Désormais, on ne pourra donc plus dire qu’on n’est pas Charlie ou pire, qu’on n’aime pas ce journal. Ne pas aimer Charlie Hebdo, maintenant, c’est être un fasciste ou un terroriste. Les musulmans n’auront plus le droit de dire que les caricatures les offusquent. Même pas calmement, même pas sans lancer des fatwas partout.

Je n’aime pas Charlie Hebdo. N’ayant pas de prophète, je n’ai rien contre ses caricatures, là n’est pas le problème. Je suis beaucoup plus embêtée quand on choisit la provocation facile, et c’est souvent ce que faisait ce journal et ce qu’il continuera sans doute à faire. Évidemment, ça ne mérite pas la mort, mais ça ne mérite pas plus l’admiration.

Je n’ai rien contre le fait que les musulmans soient choqués par les caricatures de leur prophète. Ils ont le droit d’être choqués et ils ont le droit de le dire. Ils ont même le droit de saisir la Justice comme la Justice a le devoir de ne pas leur donner raison.

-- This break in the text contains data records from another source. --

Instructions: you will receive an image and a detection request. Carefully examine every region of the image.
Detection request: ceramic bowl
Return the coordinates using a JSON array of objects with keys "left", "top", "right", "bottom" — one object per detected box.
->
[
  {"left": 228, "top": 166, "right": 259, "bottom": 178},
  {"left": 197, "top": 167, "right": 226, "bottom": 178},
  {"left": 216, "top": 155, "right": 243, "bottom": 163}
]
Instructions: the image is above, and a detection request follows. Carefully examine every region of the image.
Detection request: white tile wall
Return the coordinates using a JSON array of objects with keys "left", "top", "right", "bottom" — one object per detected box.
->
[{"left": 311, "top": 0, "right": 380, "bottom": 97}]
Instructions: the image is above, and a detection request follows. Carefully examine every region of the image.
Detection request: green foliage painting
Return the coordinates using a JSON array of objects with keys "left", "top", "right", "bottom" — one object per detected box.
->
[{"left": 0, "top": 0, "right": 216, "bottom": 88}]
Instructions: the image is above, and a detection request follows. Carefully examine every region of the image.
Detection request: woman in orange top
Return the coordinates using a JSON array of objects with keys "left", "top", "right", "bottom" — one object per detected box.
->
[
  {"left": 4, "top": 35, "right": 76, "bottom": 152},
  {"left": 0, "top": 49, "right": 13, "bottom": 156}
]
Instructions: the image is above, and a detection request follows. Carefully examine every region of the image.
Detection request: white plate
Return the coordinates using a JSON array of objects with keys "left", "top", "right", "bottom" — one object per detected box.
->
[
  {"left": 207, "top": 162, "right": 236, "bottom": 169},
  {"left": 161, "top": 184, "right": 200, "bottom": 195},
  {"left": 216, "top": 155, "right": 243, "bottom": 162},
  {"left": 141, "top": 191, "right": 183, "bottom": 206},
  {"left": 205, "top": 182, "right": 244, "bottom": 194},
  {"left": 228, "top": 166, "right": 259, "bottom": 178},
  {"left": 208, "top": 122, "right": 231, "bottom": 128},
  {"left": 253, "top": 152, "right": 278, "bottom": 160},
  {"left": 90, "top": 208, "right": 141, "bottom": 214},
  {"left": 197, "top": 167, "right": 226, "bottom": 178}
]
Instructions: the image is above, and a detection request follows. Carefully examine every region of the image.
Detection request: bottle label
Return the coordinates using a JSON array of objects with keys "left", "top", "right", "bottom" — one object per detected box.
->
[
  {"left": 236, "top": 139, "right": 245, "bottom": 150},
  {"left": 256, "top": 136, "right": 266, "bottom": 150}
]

Aussi nécessaire que soit la laïcité à notre pays, elle n’en est pas moins un long apprentissage. Il ne me semble pas judicieux de punir ceux qui ne l’ont pas comprise quand on ne cherche pas beaucoup par ailleurs à l’expliquer longuement et surtout calmement. L’injonction à la laïcité prend la gueule d’une indiscutable fatwa : on lance le mot en l’air et il est hors de question d’en débattre.

Imposer une minute de silence à des enfants qui n’ont sans doute pas du tout compris le pourquoi de ce silence, ça n’est pas expliquer longuement et calmement la laïcité. En outre, il serait bon de cesser de considérer les enfants comme des adultes miniatures en les impliquant comme on le fait dans des faits politiques. Le terrorisme et ses conséquences sont des faits politiques. Voir des gosses de six ans expliquer devant les caméras qu’ils sont à la manifestation pour défendre la liberté d’expression me laisse un goût amer. J’aurais aimé qu’on leur demande ce que représente pour eux la liberté d’expression. Je gage que la plupart de ces enfants auraient eu bien de la peine à répondre.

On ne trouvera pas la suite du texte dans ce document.